JAMES MATES, ITV News Correspondent:
Half a century ago, it was the ultimate challenge, to go higher than any man before, to climb Everest, where seven previous expeditions had failed.
Sir Edmund Hillary and Sherpa Tenzing Norgay were the Neil Armstrong and Buzz Aldrin of their day, men who had dared to take on and then to conquer Earth's final frontier.
A modest, quietly spoken New Zealander, Hillary's fitness and ability had made him the choice of the British-led expedition to make the final ascent with Tenzing.
They wouldn't talk about who first stepped on the summit. The historic photo is of Tenzing by Hillary. Many years later, though, Tenzing did reveal it had been Hillary just a few paces ahead.
SIR EDMUND HILLARY, First Man to Reach Summit of Mount Everest: Tenzing and I always agreed we had done it once, we had done it first. And we had proved that it was possible to do it, because all the physiologists had warned us that it might not be possible, that we might reach the summit, even with oxygen, and collapse and die.
With radios out of action, the expedition leader, John Hunt, only found out when the two men returned to camp.
GEORGE BAND, Member of Everest Expedition: Of course, we classic Brits would want to shake hands and pat each other on the back, but that wasn't enough for John Hunt and for Ed.
John Hunt, who had borne the brunt of the leadership of this whole thing, they just found themselves in each other's arms. Hunt said it was like being hugged by a great bear.

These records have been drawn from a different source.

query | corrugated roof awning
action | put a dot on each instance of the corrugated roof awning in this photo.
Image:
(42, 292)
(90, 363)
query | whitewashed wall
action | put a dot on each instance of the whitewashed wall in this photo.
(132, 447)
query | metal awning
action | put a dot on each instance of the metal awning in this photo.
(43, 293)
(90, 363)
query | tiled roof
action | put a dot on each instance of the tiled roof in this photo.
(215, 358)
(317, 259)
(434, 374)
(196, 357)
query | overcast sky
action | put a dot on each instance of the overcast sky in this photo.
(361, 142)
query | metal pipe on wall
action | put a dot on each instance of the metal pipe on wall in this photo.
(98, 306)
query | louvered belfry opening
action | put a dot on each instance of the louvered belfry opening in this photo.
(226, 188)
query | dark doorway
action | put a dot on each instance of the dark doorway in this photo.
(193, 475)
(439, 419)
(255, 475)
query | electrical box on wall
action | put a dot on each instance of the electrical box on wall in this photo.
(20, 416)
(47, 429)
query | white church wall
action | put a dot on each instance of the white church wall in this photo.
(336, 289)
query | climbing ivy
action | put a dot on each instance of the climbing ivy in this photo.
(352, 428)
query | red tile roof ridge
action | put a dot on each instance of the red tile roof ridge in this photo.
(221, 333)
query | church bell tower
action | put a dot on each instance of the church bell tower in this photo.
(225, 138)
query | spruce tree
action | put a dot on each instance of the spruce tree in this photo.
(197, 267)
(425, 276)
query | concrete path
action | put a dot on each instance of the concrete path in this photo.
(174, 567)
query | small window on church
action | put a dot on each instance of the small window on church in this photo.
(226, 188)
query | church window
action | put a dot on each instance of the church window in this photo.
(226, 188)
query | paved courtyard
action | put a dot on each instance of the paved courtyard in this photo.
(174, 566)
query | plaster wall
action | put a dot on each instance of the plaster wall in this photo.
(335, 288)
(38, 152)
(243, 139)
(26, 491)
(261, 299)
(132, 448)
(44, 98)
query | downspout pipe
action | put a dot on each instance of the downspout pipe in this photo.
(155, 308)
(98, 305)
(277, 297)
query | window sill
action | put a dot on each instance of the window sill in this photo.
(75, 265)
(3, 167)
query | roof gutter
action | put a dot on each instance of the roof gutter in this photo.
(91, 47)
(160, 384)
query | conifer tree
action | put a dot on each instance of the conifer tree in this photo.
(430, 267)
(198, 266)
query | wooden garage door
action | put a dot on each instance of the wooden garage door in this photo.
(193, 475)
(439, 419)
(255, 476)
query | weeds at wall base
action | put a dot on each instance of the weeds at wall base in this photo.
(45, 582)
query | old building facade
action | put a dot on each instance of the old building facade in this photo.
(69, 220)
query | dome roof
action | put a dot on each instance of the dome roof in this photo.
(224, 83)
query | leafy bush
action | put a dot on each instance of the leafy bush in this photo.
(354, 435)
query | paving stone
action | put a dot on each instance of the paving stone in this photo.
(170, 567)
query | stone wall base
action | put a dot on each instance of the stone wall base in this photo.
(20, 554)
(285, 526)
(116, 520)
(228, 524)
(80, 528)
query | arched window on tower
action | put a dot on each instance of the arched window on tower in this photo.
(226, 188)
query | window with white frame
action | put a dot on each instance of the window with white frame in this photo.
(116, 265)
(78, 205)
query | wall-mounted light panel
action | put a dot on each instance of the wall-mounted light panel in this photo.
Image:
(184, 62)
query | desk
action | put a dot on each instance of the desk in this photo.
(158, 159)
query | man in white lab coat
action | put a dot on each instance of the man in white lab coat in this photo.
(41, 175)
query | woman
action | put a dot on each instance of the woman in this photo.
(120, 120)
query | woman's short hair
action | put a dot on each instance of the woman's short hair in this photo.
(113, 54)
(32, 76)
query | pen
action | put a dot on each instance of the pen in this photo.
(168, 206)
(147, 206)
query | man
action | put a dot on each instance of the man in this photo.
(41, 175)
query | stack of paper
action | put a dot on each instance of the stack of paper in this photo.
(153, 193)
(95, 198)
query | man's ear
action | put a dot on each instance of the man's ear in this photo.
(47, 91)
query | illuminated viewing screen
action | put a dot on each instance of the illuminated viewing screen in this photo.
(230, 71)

Sir Edmund used his global celebrity for the people of Nepal, building clinics and no fewer than 17 schools. It was there that he was visited by tragedy, losing his wife and daughter in a plane crash.
And Everest was not the end of his adventuring. He was to lead expeditions to the Antarctic and the Yangtze River. But from that day in 1953, his name would be synonymous with one thing only.